Des Zambiens, Africains et amis de l'Afrique critiquent en se moquant le livre pour ses erreurs factuelles, ses généralisations trompeuses et sa représentation faussée de la Zambie, une nation en paix dans le sud de l'Afrique, présenté comme un pays infesté par les rebelles.

Dans l'extrait, Linton dit être “venue en Afrique avec l'espoir de pouvoir aider quelques uns des plus pauvres du monde”, mais explique avoir été forcée de prendre refuge “au fin fond de la jungle zambienne” sous “la dense canopée” lorsque des rebelles armés de la République Démocratique du Congo ont razzié le village où elle habitait. “Comme la nuit interminable avançait, je m'efforçais de ne pas imaginer ce que les rebelles feraient à la ‘maigre muzungu blanche avec ses longs cheveux d'ange’ s'ils me trouvaient,” écrit-elle.

My innocent dreams of teaching the villagers English or educating them about the world now seemed ridiculously naïve […] I soon learned that Africa is rife with hidden danger. I witnessed random acts of violence, contracted malaria and had close encounters with lions, elephants, crocodiles and snakes. As monsoon season came and went, the Hutu-Tutsi conflict in neighbouring Congo began to escalate and then spill over into Zambia with repercussions all along the lake. Thousands of people were displaced and we heard brutal tales of rape and murder.

Mon rêve innocent d'enseigner l'anglais aux villageois ou de leur apprendre les choses du monde m'apparut soudain comme terriblement naïf. […] J'appris rapidement que l'Afrique regorge de dangers cachés. J'ai été témoin d'actes de violence insensés, attrapé la malaria et j'ai rencontré de près des lions, des éléphants, des crocodiles et des serpents. Avec l'arrivée et la fin de la mousson, le conflit entre les Hutus et les Tutsis au Congo voisin a pris de l'ampleur et s'est étendu jusqu'en Zambie, avec des répercussions sur toute la rive du lac. Des milliers de personnes ont été déplacées et on nous a rapporté des récits brutaux de viols et de meurtres.

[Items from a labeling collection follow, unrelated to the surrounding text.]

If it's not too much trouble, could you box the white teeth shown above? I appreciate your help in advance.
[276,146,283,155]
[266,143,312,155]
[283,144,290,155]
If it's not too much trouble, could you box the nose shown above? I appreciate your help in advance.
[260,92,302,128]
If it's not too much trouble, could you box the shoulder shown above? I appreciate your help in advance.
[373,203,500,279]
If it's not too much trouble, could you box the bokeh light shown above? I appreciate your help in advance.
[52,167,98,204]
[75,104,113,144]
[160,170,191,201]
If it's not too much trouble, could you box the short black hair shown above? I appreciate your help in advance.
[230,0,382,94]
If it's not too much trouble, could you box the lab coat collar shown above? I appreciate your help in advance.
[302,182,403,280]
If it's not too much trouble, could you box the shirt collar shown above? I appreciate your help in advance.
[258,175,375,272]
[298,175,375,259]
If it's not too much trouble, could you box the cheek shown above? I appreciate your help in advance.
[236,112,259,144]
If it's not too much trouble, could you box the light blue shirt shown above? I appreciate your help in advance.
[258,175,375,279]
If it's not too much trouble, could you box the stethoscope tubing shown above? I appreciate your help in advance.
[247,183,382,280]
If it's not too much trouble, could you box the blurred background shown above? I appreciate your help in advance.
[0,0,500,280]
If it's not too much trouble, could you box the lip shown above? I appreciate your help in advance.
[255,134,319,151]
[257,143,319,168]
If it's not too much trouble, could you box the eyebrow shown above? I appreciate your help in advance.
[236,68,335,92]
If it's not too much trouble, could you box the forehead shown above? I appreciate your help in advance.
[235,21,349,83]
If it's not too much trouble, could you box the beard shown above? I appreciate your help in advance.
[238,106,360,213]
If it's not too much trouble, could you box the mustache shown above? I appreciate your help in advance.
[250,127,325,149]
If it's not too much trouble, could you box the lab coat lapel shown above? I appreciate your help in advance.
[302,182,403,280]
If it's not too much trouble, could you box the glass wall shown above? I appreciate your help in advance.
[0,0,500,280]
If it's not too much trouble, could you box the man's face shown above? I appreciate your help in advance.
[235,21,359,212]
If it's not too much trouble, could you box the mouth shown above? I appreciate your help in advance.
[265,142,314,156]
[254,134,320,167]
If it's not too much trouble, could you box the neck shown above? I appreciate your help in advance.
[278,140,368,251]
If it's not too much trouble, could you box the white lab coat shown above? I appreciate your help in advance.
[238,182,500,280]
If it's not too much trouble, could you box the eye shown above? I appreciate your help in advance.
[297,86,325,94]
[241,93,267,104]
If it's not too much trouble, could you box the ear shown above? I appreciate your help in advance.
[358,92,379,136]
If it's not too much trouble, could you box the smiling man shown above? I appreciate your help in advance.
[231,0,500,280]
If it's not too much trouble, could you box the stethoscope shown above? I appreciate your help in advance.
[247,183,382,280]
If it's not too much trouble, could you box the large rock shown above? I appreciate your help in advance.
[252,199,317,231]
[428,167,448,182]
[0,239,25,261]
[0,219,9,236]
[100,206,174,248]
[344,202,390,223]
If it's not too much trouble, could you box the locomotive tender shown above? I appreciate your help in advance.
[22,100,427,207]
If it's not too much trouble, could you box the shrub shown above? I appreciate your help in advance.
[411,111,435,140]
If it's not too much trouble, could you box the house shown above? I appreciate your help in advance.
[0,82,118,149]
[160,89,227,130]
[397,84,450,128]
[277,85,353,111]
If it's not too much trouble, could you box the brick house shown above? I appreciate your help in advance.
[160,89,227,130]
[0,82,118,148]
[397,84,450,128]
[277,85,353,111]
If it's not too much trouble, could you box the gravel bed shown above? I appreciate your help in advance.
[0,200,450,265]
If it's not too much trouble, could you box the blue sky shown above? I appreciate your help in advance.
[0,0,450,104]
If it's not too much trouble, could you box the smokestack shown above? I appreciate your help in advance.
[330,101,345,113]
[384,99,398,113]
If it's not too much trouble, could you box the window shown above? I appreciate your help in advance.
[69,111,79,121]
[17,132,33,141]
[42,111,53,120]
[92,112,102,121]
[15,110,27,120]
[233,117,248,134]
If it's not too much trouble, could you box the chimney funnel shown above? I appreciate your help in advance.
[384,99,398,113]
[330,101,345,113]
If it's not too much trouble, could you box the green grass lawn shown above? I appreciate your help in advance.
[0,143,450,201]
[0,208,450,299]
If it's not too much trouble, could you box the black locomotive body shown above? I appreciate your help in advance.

Il n'y a jamais eu de conflit entre les Hutus et les Tutsis en République Démocratique du Congo. Ce conflit est survenu au Rwanda, qui n'est pas frontalier de la Zambie. Le pays n'a jamais traversé de guerre civile non plus. De plus, il n'y a ni mousson, ni jungle en Zambie.

Sa géographie est fausse, ses notions de politique africaine sont fausses. Que quelqu'un éduque cette imbécile.

En plus des inexactitudes factuelles, on critique aussi Linton de souffrir d'un “complexe du sauveur blanc” — l'idée condescendante et coloniale selon laquelle seuls les blancs peuvent “sauver” les Africains — et de s'en remettre à l'ancienne description d'une Afrique sombre et dangereuse.

Le #privilègeblanc, c'est pouvoir publier un livre reposant sur des expériences invérifiables.

“C'est le sud de l'Afrique, chérie, pas une forêt tropicale.”

Sur Twitter, les utilisateurs ont décortiqué l'ouvrage de Linton, certains avec humour. Masuka Mutenda a lancé :

La seule chose qui manque à la virée en pleine jungle de Louise Linton, c'est Tarzan volant à sa rescousse !

Elle fait aussi remarquer la description inexacte des paysages zambiens :

Ce dossier spécial m'a vraiment surprise. C'est le sud de l'Afrique, chérie, pas une forêt tropicale.

Nadia Rizk met en lumière des faits complètement erronés :

Le conflit entre Hutus et Tutsis au Congo ? La mousson en Zambie ? Des rebelles ? Tu ne débites que des conneries, Louise Linton.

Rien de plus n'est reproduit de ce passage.